A home-security camera has captured a father’s last moments with his three children in Phoenix, Arizona.
Adriana Sansam (@adriana.sansam) shared the footage to her TikTok account, where the clip shows her husband, Eric, holding their son and saying goodbye to his daughter before walking out of the house for the very last time.
“There was nothing dramatic about that day,” 31-year-old Adriana told Newsweek. “No big goodbye, no final hug that felt like the last one.
@adriana.sansam
“He held our son, our daughter said, ‘Bye, daddy,’ like she always did. He walked down the stairs, got in his truck and drove off; just like any other day.”
Eric, a recovering addict at the time, was heading out on what was supposed to be a one-night work trip.
Halfway through his journey, he checked into a hotel, but he never made it out, and he died in his hotel room from an accidental overdose.
“What happened to my husband didn’t start the day he got in that truck; it started long before that,” Adriana said.
Eric carried deep pain from a traumatic childhood that never fully healed. Though he found recovery and hope in the years before meeting Adriana, addiction remained a lifelong battle.
“Like so many others who struggle with addiction, he didn’t have the tools to cope with life’s stressors in a healthy way,” Adriana said.
She recalled how Eric was the kind of father who went on countless hikes and adventures with their children and spent hours on the floor playing Barbies without rushing.
“He was so patient, present, and completely in it with them,” Adriana said. “They miss their dad deeply, and their lives are forever changed because he’s not here.”
Losing him, she added, shattered her as well: “I died that day with my husband. I will never be the same; my best friend, the one I did life with, my partner in crime.
“I’ve never felt so alone. The one person I wanted to call to help me through the pain was the only person I couldn’t talk to. I didn’t know how to handle it all,” Adriana said.
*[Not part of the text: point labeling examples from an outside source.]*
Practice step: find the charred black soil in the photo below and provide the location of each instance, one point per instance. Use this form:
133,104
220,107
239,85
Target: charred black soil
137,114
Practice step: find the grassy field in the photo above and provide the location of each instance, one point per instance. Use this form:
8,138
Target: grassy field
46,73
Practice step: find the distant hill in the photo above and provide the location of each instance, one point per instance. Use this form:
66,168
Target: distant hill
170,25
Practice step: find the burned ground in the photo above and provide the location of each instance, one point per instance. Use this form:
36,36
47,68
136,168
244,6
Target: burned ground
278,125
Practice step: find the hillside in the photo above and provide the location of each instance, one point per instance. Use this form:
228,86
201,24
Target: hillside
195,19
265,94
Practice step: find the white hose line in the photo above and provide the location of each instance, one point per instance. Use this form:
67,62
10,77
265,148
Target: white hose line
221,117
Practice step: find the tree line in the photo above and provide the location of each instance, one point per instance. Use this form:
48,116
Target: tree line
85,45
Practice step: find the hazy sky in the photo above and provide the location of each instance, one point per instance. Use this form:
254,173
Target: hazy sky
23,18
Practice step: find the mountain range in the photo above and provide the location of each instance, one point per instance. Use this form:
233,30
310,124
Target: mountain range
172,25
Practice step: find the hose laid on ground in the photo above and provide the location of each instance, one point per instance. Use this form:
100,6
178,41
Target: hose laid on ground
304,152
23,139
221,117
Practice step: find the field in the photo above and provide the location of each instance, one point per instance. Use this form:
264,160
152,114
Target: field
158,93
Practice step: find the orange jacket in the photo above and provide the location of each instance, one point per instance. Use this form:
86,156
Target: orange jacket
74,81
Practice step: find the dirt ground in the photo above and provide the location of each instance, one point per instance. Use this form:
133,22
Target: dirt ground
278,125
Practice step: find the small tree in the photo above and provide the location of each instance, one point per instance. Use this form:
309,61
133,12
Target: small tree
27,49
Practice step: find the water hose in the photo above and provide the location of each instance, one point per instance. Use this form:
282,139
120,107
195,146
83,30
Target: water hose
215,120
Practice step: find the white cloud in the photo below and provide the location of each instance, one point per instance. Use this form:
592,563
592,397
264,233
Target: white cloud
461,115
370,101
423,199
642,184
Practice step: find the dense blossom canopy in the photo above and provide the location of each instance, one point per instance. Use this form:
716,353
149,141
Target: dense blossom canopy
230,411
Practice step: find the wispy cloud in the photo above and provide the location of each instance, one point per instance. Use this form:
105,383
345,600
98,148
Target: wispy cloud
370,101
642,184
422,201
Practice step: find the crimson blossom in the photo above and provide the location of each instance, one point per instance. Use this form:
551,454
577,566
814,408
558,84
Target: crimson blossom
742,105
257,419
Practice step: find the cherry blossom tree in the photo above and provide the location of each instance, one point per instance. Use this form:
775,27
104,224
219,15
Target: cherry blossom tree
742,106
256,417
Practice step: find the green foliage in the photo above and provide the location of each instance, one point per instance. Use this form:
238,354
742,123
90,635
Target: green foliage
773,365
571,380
In the aftermath, she spiraled into deep grief and suicidal ideation. Then, one day, she found a message—a phrase Eric had learned from Narcotics Anonymous and written in his recovery journal. In his handwriting, it read: “Just for today.”
It was something she would repeat for herself. “Just for today, stay alive. Just for today, keep going. That note saved my life,” Adriana said.
The family found strength in a support system, mainly down to her parents who stepped in when she couldn’t.
Adriana and her children also talk about Eric often as a family. “We tell stories, look at pictures and videos; we laugh at memories; we imagine what he’d say or how he’d react in certain situations,” Adriana said.
“He may have physically died that day in March, but we’ve made it our mission to keep his memory alive. That’s what helps us cope.”
Adriana also began sharing her journey online. Her video of Eric’s final moments has been viewed over 40 million times across TikTok, Instagram, Facebook and YouTube.
She has since launched a podcast called “Just for Today,” where she hosts real, raw conversations around grief, mental health, addiction and resilience. It is named after the phrase that helped both her and Eric through their darkest moments.
Adriana said that, when you lose someone, the seemingly ordinary moments are all you have.
“The way he carried our son, the way he waved goodbye, the sound of him walking down the stairs. Those ordinary moments—the ones you think nothing of at the time and then suddenly they became everything,” she said.
“That’s what grief does. It turns what once felt routine into sacred memories. He’s still here. He never truly left us.”